View Full Version : Converting 16:9 animation to wide screen


Michael Chen
July 2nd, 2007, 08:20 AM
Hi,

Need some advice on converting 16:9 animated footage to 2.39:1.

We have an opening animated sequence done on 16:9 and need to fit them on a 2.39:1 ratio so that it'll be same as the movie footage.

Any advice on getting this done?

And by the way, what ratio do most blockbuster movies nowadays like pirates of the carribean and spiderman use?

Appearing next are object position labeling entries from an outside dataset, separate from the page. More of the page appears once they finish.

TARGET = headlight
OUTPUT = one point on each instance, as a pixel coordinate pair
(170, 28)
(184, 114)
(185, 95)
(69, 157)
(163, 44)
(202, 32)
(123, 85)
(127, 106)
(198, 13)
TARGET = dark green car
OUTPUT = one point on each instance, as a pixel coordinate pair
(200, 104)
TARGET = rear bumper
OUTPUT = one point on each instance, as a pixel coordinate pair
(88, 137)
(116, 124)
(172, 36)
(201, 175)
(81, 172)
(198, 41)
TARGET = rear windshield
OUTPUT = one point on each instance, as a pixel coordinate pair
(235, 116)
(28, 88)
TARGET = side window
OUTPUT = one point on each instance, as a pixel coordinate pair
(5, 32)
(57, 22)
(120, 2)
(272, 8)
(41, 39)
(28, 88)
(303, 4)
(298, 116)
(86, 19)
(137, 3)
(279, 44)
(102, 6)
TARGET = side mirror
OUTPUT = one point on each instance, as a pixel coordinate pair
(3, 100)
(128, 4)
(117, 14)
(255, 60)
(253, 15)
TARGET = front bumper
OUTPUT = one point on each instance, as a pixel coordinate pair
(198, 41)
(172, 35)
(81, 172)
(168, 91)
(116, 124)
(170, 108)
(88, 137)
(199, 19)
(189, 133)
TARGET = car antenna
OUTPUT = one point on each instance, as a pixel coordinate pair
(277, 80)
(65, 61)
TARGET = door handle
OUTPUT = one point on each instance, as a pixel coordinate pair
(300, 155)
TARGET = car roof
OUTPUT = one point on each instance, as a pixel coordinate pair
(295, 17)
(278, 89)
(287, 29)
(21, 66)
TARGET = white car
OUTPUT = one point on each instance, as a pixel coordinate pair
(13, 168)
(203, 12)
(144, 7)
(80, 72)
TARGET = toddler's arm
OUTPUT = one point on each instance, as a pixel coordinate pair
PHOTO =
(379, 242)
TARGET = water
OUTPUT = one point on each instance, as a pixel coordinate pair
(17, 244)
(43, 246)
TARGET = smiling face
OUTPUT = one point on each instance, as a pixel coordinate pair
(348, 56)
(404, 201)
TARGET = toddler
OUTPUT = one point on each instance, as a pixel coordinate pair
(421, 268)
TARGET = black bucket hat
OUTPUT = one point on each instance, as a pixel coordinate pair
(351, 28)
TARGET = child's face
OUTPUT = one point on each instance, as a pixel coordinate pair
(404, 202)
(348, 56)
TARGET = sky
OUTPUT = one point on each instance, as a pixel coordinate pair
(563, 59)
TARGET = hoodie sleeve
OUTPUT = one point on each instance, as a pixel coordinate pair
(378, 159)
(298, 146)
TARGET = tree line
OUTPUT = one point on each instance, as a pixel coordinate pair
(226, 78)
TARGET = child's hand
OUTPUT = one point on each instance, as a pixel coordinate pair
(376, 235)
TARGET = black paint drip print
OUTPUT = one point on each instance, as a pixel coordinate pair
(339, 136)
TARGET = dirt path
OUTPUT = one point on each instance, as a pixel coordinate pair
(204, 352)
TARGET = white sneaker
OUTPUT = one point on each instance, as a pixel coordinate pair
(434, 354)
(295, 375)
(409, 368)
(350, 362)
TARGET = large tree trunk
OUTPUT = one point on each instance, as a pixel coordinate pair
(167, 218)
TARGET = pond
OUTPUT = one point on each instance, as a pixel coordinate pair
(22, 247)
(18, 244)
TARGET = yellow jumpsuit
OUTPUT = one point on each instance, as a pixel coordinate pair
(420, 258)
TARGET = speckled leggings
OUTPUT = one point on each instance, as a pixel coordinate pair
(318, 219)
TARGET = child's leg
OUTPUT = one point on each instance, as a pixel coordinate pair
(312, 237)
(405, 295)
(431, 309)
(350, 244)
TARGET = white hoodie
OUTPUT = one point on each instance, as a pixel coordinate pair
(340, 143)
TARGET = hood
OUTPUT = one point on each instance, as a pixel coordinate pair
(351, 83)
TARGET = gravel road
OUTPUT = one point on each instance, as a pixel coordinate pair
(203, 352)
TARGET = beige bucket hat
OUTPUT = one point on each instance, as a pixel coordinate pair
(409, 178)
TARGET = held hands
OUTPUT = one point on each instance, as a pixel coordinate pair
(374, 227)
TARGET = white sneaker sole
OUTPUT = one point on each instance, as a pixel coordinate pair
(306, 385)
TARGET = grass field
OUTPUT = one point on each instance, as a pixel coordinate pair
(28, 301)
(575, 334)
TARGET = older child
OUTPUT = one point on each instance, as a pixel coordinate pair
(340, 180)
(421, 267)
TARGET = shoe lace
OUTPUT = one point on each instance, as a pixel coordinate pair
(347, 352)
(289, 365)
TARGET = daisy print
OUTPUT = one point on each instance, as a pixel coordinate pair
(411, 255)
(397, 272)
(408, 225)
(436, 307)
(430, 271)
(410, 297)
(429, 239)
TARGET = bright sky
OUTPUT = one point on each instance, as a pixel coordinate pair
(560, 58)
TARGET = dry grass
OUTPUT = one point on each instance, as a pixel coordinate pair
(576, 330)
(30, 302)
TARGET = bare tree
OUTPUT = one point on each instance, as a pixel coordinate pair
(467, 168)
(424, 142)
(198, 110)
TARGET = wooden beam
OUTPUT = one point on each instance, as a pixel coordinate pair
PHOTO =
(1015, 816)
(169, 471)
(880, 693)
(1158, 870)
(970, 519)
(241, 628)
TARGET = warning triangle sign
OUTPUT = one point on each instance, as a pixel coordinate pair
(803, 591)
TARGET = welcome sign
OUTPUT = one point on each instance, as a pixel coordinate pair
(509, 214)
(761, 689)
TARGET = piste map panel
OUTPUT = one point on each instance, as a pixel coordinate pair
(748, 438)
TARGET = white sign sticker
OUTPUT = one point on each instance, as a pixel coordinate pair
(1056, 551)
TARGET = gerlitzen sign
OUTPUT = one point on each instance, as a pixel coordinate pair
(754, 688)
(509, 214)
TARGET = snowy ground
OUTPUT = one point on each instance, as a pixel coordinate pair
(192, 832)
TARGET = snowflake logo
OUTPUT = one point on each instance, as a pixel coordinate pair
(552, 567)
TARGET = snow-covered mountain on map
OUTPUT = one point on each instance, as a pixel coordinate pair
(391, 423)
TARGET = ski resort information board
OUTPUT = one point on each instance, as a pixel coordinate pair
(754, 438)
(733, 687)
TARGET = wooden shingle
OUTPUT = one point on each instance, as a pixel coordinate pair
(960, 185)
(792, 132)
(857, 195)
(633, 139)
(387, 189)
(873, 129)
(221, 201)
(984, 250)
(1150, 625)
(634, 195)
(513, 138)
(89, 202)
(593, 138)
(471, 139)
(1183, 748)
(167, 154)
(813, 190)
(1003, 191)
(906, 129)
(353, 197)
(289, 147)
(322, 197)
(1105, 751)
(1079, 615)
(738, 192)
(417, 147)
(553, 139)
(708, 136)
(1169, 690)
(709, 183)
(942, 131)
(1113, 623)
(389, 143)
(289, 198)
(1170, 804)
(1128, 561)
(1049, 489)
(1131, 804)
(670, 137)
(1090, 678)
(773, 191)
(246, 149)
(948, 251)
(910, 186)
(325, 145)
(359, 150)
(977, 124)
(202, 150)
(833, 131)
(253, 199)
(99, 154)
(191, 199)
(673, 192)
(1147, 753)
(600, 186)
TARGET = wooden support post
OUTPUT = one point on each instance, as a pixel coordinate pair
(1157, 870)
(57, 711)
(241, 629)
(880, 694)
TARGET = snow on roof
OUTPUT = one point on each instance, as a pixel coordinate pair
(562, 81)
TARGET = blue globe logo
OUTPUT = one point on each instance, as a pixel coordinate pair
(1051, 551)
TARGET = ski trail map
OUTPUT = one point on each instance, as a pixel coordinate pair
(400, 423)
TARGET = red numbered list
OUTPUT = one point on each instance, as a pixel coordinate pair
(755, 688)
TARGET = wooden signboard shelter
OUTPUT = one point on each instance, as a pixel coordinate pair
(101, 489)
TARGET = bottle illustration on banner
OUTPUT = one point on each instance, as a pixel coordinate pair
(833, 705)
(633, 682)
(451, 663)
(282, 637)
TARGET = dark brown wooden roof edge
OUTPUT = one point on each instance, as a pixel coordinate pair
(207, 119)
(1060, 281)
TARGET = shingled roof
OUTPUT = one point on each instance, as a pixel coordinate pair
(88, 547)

Thanks in advance for the advice.

Emre Safak
July 2nd, 2007, 10:38 AM
The two common ratios are 1.85:1 (Academy Flat) and 2.39:1 (Anamorphic) Are you sure you need the latter, because the former is more common? Regardless, what you need to do is to tell your encoder to crop, not resize, the clip to a particular resolution that has the desired aspect ratio. For example, if you work with SD NTSC, your pixel aspect ratio is 40:33. Thus to get a 2.39:1 aspect ratio you would need to crop your clip down from 480 pixels in height to 364 (a nice multiple of four, for easier encoding). or each shot you must decide which part of the frame to keep. Your encoding application might even have a preset for this. I do not know what you use, so I can not be of further help.

Michael Chen
July 3rd, 2007, 12:44 AM
Hi,

Thanks for the feedback. I am currently using Adobe after effects and Premier pro 2.0.

But I need to output the footage to 2k resolution for film transfer and not SD.

I can't seem to find the aspect ratio option for this purpose in the adobe program, any ideas?

Emre Safak
July 4th, 2007, 08:22 AM
I have never output to film before, so I can only be of limited help. Are you creating a series of still frames? This page (http://www.rgpost.com/preparing.html) mentions a resolution of 2048 x 1107 for 1.85:1 (which means the pixel aspect ratio is 1:1) and 1828 x 1556 for 2:35.1 because anamorphic images are compressed 2:1 horizontally. When it is uncompressed you get 2x1828 x 1556 or 3656 x 1556.

Crop with a rectangular mask tool (Q).

Michael Chen
July 4th, 2007, 09:44 AM
Thanks for the information.

Will try them out and see how it goes.